Vanda coerulea (du latin « coeruleus, bleu ciel ») est une des stars de la famille. Sa rare couleur bleue en tesselles, ses fleurs larges et durables, sa résistance au froid, sa vigueur en font une plante attractive, et un parent privilégié pour les hybridations ; ses descendants hybrides ne se comptent plus, et sont parfois bien difficiles à distinguer de l’espèce d’origine. Un truc, tout de même : chez l’espèce botanique, les petits lobes latéraux du labelle sont recourbés vers l’intérieur, et effilés comme des crochets aiguisés et acérés ; cette caractéristique n’apparaît pas chez ses descendants croisés. D’autre part, une fois ses pollinies arrachées, la fleur de l’espèce vire au blanc en quelques jours.

L’espèce sauvage présente spontanément des fleurs peu tesselées ; ses pétales et sépales, plus longs que larges et souvent tordus en arrière, ne sont pas jointifs, mais laissent paraître un espace vide entre les pièces florales : on y a vu un petit déficit d’esthétique. Les producteurs ont donc sélectionné des plantes correspondant davantage à leurs critères esthético-commerciaux, et les ont reproduites entre elles pour généraliser les fleurs grandes, rondes et sans « jour» entre les pétales, d’un bleu très soutenu, et très tesselées. Cette forme horticole classique (qui n’est donc pas un hybride mais une sélection) peut fleurir jusqu’à cinq fois par an, et présenter simultanément deux hampes totalisant 25 fleurs de grande taille, idéalement espacées sur la tige.

L’espèce présente par ailleurs trois autres formes naturelles et rares : forma delicata est rose, généralement de ton pastel et peu tesselée. Le labelle est d’un rose plus soutenu. Elle a bien sûr été largement utilisée par les hybrideurs. Forma rogersii, plus courante, est presque blanche ; le bleu y est très dilué, même sur le labelle. Enfin, forma alba (ou luwangalba) est la plus rare : ses fleurs, labelle compris, sont totalement blanches, dès l’épanouissement. Ne pas confondre cette forme immaculée avec la forme type, dont les fleurs bleues auraient blanchi après avoir perdu leurs pollinies ! 

Résumé de l’article de M. Ph. Christophe ; L’Orchidophile n° 197, juin 2013.

 

Vanda denisoniana : une petite merveille méconnue.

 

Le genre Vanda, tel qu’il subsiste après diverses révisions des taxonomistes, compte environ 44 espèces, toutes originaires d’Asie du sud-est. Il s’agit de plantes monopodiales épiphytes, de taille variable, aux racines épaisses et souvent longues. La plupart vivent sous un climat tempéré – chaud ou franchement chaud, mais quelques-unes sont originaires de montagnes où la température est plus fraîche.

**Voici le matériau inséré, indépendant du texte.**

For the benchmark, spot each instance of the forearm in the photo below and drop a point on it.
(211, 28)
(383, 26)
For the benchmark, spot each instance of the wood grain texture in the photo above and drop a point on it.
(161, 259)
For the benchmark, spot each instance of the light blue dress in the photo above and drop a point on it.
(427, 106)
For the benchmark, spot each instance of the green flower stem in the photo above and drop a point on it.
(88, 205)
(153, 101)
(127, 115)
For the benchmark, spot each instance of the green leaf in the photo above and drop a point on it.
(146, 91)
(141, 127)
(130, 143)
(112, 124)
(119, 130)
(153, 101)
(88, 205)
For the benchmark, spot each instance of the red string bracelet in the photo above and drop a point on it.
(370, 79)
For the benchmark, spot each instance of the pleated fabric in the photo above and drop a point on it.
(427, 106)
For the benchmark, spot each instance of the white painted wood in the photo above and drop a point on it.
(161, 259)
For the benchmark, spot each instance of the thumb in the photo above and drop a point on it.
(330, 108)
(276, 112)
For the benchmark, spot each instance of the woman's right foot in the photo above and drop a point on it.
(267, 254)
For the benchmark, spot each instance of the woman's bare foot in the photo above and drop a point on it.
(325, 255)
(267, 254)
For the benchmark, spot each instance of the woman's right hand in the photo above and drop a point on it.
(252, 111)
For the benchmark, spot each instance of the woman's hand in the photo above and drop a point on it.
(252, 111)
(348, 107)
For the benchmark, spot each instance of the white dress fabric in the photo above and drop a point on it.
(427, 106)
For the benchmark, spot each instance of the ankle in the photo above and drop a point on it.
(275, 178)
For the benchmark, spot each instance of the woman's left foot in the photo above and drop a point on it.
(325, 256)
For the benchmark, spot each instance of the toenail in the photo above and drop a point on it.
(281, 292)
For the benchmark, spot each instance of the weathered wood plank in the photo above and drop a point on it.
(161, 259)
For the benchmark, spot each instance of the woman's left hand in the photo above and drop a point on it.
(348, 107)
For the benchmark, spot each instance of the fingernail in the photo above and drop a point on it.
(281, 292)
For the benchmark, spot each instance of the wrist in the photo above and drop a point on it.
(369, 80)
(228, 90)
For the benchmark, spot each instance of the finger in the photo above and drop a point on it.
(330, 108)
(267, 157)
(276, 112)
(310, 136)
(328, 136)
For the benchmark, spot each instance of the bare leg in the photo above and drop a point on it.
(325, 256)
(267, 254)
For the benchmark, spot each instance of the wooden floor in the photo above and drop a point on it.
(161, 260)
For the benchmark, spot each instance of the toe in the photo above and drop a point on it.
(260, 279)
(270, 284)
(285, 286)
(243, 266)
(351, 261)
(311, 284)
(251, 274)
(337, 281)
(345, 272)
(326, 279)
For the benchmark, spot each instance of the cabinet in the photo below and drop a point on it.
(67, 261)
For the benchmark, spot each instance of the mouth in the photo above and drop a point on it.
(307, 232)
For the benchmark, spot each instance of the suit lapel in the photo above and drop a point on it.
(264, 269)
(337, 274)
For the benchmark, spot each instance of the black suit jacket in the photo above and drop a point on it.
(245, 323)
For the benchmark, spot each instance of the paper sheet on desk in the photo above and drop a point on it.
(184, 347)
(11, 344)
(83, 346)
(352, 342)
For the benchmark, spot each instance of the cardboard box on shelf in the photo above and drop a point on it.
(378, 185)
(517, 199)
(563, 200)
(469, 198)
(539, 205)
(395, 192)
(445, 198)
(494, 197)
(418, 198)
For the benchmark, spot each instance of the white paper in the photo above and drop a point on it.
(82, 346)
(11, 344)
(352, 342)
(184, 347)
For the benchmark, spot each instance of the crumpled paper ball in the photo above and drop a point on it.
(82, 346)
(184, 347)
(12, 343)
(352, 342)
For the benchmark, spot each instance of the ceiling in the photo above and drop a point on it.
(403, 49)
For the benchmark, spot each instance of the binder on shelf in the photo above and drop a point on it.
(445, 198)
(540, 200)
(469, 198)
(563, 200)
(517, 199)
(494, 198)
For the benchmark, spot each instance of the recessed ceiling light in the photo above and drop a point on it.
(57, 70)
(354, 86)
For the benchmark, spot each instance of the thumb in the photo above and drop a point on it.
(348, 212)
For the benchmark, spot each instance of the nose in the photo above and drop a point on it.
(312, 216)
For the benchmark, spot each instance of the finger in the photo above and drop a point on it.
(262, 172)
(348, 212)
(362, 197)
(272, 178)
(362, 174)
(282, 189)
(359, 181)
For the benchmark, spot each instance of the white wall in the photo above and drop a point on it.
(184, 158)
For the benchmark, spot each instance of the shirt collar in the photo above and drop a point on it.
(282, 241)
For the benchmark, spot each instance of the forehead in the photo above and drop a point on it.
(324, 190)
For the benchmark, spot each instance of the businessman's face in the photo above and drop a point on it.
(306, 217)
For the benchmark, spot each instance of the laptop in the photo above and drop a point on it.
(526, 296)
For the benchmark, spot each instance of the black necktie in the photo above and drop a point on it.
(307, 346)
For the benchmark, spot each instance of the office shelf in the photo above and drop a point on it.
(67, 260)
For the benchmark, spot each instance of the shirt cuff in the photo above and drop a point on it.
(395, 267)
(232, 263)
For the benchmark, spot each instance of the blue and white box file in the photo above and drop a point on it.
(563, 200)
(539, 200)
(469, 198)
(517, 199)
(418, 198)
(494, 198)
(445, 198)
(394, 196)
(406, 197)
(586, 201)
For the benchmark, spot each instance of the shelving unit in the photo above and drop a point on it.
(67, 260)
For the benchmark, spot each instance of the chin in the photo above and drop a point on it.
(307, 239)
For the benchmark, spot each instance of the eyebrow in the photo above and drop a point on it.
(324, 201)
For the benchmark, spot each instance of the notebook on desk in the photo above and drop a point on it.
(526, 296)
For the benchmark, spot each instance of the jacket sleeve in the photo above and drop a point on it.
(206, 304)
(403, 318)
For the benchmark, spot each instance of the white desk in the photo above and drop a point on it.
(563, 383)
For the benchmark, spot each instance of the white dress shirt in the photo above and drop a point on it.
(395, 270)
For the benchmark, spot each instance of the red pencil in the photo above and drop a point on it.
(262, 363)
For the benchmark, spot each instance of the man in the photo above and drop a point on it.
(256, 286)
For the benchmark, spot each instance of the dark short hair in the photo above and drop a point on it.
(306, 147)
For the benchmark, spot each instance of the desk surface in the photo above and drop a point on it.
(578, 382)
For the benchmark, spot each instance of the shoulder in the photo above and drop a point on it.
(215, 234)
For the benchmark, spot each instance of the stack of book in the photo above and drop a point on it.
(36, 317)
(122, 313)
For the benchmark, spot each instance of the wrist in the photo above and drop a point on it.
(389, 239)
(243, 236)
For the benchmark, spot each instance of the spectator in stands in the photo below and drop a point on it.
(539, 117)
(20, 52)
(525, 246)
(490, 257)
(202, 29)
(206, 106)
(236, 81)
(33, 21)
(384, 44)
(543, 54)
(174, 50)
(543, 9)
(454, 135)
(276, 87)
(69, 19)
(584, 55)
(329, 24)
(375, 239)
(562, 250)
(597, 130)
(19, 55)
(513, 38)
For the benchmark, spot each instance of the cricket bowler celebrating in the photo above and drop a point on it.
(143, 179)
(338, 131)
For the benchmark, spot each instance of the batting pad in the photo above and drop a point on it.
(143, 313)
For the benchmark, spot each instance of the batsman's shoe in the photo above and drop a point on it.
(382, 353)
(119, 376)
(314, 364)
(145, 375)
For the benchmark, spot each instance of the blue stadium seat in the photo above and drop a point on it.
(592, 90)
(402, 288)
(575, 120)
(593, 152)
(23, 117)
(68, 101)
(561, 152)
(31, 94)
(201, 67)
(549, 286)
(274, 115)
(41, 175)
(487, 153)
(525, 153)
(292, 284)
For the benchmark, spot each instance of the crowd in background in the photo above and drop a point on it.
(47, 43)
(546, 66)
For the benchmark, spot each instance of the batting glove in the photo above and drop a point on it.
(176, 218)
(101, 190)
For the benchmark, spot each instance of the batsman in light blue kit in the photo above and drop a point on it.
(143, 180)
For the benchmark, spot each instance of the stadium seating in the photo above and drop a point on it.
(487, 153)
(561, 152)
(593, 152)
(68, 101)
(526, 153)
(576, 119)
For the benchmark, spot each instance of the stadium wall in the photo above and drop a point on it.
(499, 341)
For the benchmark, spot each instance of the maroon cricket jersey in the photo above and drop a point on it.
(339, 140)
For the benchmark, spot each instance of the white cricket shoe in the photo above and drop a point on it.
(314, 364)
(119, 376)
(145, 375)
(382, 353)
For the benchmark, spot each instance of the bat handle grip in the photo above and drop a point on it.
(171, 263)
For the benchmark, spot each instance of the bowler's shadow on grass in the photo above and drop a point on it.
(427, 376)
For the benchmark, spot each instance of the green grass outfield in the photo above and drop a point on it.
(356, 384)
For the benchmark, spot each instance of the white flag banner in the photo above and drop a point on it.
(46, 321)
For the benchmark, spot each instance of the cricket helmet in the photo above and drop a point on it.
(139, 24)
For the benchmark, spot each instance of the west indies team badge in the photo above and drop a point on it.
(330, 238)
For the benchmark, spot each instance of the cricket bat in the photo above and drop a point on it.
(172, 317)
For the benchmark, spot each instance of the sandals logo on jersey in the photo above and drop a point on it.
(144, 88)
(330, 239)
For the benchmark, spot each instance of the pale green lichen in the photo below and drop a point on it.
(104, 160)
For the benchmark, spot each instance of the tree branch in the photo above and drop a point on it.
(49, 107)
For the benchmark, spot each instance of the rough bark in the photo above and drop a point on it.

Vanda denisoniana est de taille moyenne (40 – 45 cm) ; elle développe des inflorescences d’une quinzaine de centimètres qui portent de 6 à 12 fleurs larges de 5 cm. Ces fleurs de texture cireuse, de longue durée (un peu plus de 6 semaines) sont de couleur fort variable : blanc ivoire, jaune d’or, jaune citron, verdâtre, orange, marron. La forme de la fleur est également variable : pétales ronds et presque plats, ou longs et recourbés ; certaines variétés ont des pétales tachés ou rayés. Leur parfum sucré évoque une friandise et se perçoit nettement, surtout le matin et le soir.

Cette espèce provient de Thaïlande, de Birmanie et du sud de la Chine, où elle pousse à des altitudes comprises entre 600 et 750 mètres d’altitude. Elle a été découverte par un militaire, le colonel Benson, et confiée aux prestigieux établissements Veitch, où elle a fleuri pour la première fois en 1869. Son découvreur et le botaniste Reichenbach la dédièrent à  Lady Denison Londesborough. 

Elle fait partie des espèces qui prospèrent dans une large gamme de températures, entre la fraîcheur et la chaleur modérée. Elle supporte moins la canicule que les grands froids ; j’en ai fait l’expérience cet hiver, où la température de ma véranda a baissé plusieurs jours sous les 5°C sans entrainer de problème de santé pour ma plante.

Comme la plupart des Vanda, elle réclame un bon éclairage, mais sans soleil direct en été, une bonne ventilation, surtout la nuit, et des arrosages très abondants en été. Elle peut se cultiver en panier ou en pot, dans un compost bien drainant. 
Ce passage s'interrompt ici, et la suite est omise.